Reform zu Lasten der Versicherten

Nach monatelangem Tauziehen hat sich die schwarz-gelbe Koalition auf Maßnahmen zur Abdeckung der steigenden Gesundheitskosten verständigt. Auf die 50 Millionen gesetzlich Versicherten kommen Beitragserhöhungen zu.

Berlin. Auch die Zusatzbeiträge steigen, allerdings wohl erst in den nächsten Jahren. Die wichtigsten Punkte im einzelnen:

Wie entwickelt sich der Beitrag?

Der Beitrag zur gesetzlichen Krankversicherung steigt ab Januar 2011 von 14,9 auf 15,5 Prozent vom Bruttolohn. Das deckt das im kommenden Jahr erwartete Kassendefizit von elf Milliarden Euro gut zur Hälfte ab. Der Rest soll durch Zusatzbeiträge und Einsparungen bei Ärzten und Kassen aufgefangen werden. Der Arbeitnehmeranteil erhöht sich von derzeit 7,9 auf 8,2 Prozent.

Was passiert mit dem Arbeitgeberanteil?

Der Arbeitgeberanteil steigt von sieben auf 7,3 Prozent. Der Arbeitgeberbeitrag wird nach der Vereinbarung anschließend bei 7,3 Prozent eingefroren.

Was ist bei den Zusatzbeiträgen festgelegt?

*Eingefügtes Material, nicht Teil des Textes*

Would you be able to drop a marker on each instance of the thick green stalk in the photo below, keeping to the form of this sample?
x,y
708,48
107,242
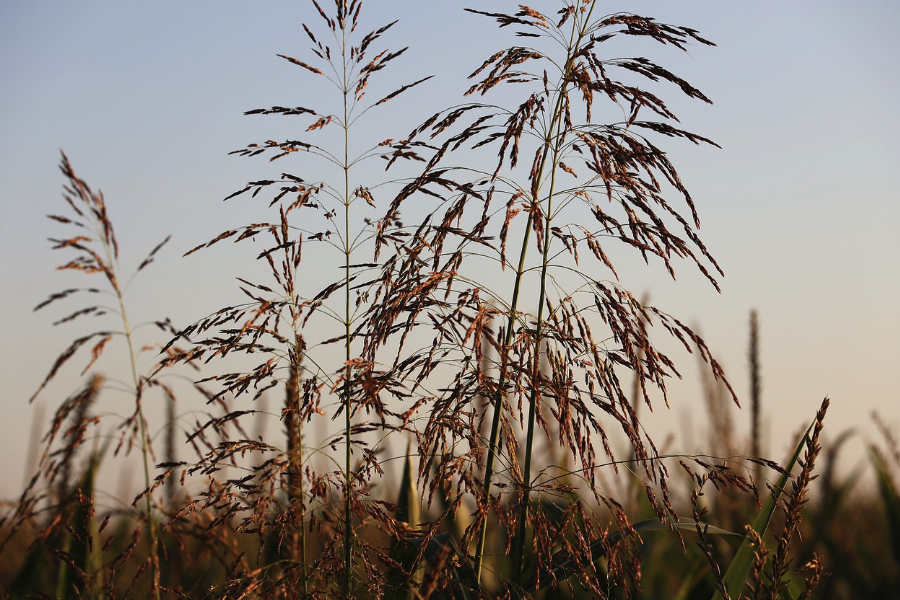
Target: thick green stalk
x,y
520,271
556,137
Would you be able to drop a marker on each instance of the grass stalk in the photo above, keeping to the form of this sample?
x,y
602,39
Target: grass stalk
x,y
553,137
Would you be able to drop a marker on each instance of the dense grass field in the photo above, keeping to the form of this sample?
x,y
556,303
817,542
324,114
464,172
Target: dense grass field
x,y
460,375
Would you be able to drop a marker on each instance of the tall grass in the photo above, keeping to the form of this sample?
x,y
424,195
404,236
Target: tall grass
x,y
492,331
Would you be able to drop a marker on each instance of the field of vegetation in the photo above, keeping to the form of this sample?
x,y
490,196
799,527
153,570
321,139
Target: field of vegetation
x,y
459,370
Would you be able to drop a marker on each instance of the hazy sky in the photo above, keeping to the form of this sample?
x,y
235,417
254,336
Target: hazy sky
x,y
800,206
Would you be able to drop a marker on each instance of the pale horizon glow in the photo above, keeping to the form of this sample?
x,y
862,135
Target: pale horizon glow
x,y
799,206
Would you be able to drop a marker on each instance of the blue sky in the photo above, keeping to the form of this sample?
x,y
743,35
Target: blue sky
x,y
800,206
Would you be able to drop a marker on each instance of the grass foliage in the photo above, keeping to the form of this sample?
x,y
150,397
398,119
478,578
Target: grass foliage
x,y
460,315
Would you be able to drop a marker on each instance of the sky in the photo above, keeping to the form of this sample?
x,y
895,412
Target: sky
x,y
799,206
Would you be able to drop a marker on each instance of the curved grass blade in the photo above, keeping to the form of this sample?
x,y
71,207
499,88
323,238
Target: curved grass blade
x,y
570,567
740,566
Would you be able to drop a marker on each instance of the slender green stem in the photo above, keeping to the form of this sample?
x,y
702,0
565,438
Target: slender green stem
x,y
142,423
553,138
558,141
348,514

Bislang ist der Zusatzbeitrag, den die Kassen erheben können, wenn sie mit den Zuweisungen aus dem Gesundheitsfonds nicht ausreichen, auf maximal ein Prozent vom beitragspflichtigen Bruttolohn begrenzt. Das sind 37,50 Euro. Künftig gibt es keine Obergrenze mehr. Die Kasse kann also verlangen, was sie will. Allerdings ist eine Überforderungsklausel vorgesehen, die bei zwei Prozent des Einkommens liegt. Übersteigt der Extra-Beitrag diese Schwelle, ist ein Sozialausgleich vorgesehen.

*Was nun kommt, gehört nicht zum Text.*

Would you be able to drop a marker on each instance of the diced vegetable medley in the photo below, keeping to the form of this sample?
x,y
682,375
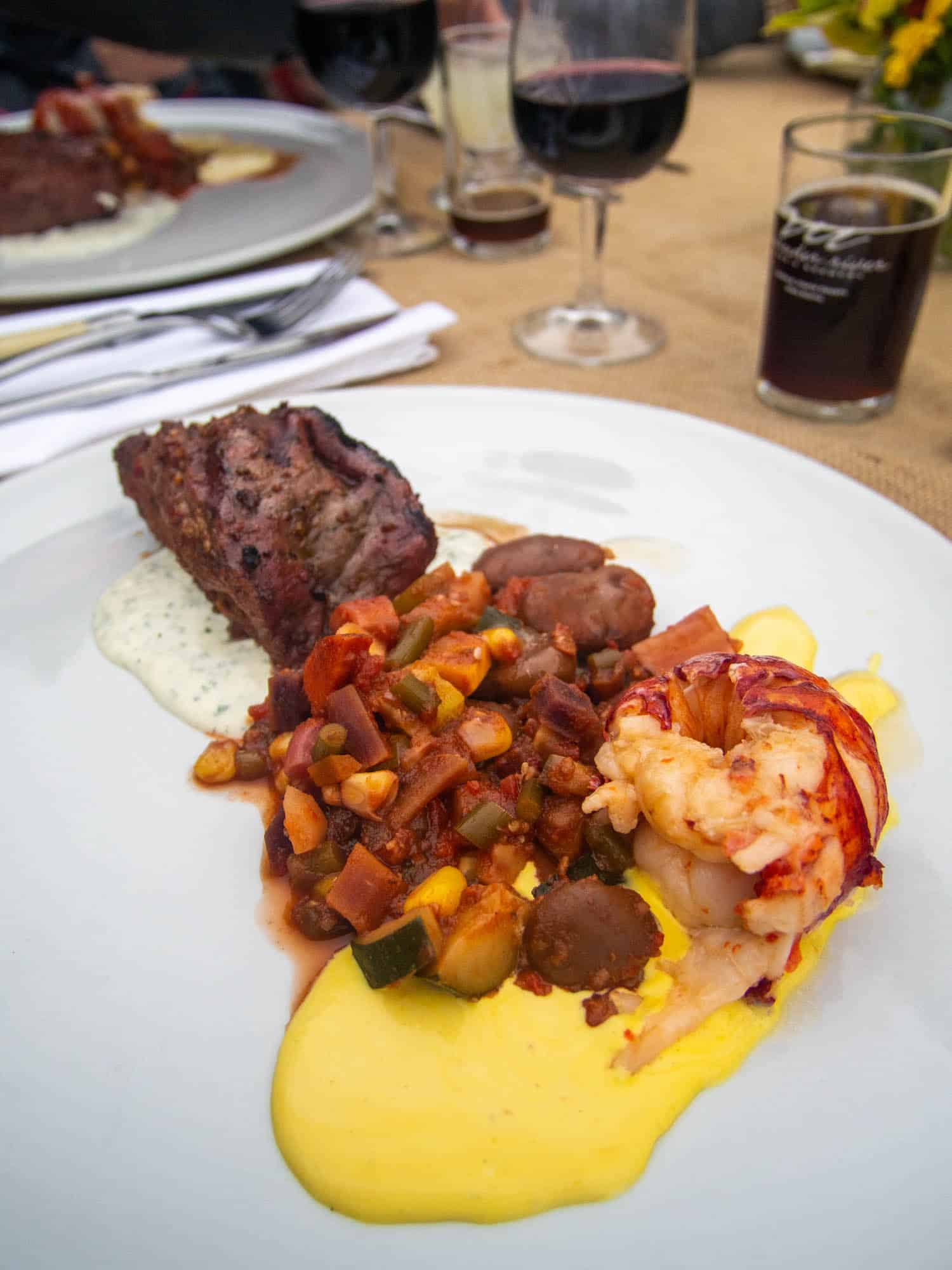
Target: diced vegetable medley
x,y
435,746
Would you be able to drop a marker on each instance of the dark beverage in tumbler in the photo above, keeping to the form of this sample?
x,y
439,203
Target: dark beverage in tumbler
x,y
497,215
369,53
851,261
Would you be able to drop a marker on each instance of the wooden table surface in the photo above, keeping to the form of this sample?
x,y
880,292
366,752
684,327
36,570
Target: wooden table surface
x,y
694,251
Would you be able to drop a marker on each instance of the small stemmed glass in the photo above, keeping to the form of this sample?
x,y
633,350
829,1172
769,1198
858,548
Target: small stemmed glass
x,y
373,55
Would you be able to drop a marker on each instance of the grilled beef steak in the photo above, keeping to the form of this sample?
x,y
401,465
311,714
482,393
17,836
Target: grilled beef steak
x,y
48,182
279,518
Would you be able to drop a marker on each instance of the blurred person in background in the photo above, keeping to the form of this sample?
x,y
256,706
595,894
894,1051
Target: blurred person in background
x,y
229,48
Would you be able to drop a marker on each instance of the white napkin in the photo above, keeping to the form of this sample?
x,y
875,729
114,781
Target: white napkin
x,y
398,345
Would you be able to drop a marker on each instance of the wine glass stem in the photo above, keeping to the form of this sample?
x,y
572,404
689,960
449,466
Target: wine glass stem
x,y
384,172
593,209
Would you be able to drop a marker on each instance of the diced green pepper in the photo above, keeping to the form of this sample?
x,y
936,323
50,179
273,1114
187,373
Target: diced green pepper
x,y
310,867
399,744
251,764
427,585
484,825
497,618
416,695
612,850
334,737
605,660
529,806
412,645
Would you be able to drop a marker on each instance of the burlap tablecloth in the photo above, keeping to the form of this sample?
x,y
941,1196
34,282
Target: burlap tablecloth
x,y
694,250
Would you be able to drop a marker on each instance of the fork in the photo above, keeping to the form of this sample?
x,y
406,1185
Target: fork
x,y
258,321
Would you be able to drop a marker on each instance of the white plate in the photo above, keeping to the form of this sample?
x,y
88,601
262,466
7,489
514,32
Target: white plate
x,y
229,227
145,1006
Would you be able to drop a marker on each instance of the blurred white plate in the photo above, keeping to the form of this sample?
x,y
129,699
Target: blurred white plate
x,y
144,1006
228,227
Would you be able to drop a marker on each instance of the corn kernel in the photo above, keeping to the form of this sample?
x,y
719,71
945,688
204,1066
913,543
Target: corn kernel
x,y
366,793
453,703
279,749
442,890
505,645
461,658
216,764
487,735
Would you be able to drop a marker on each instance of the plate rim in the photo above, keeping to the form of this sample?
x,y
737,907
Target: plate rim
x,y
221,262
26,481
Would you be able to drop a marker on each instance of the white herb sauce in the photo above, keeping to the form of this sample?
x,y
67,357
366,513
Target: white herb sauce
x,y
157,624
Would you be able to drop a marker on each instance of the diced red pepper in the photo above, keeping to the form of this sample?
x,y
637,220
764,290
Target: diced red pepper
x,y
365,891
331,665
433,775
375,615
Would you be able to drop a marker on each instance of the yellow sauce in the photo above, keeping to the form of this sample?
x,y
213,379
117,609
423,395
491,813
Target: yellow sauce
x,y
777,633
411,1106
868,692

Wie ist der Sozialausgleich geregelt?

Das Bundesversicherungsamt legt jährlich einen durchschnittlichen Zusatzbeitrag pro Kassenmitglied für das Folgejahr fest, der sich an den steigenden Gesundheitskosten orientiert. Dieser Durchschnitt soll bis 2014 die Marke von 16 Euro nicht übersteigen. Wer dann also zum Beispiel 800 Euro im Monat verdient, liegt exakt an der Zwei-Prozent-Schwelle und muss die 16 Euro ohne Ausgleich bezahlen.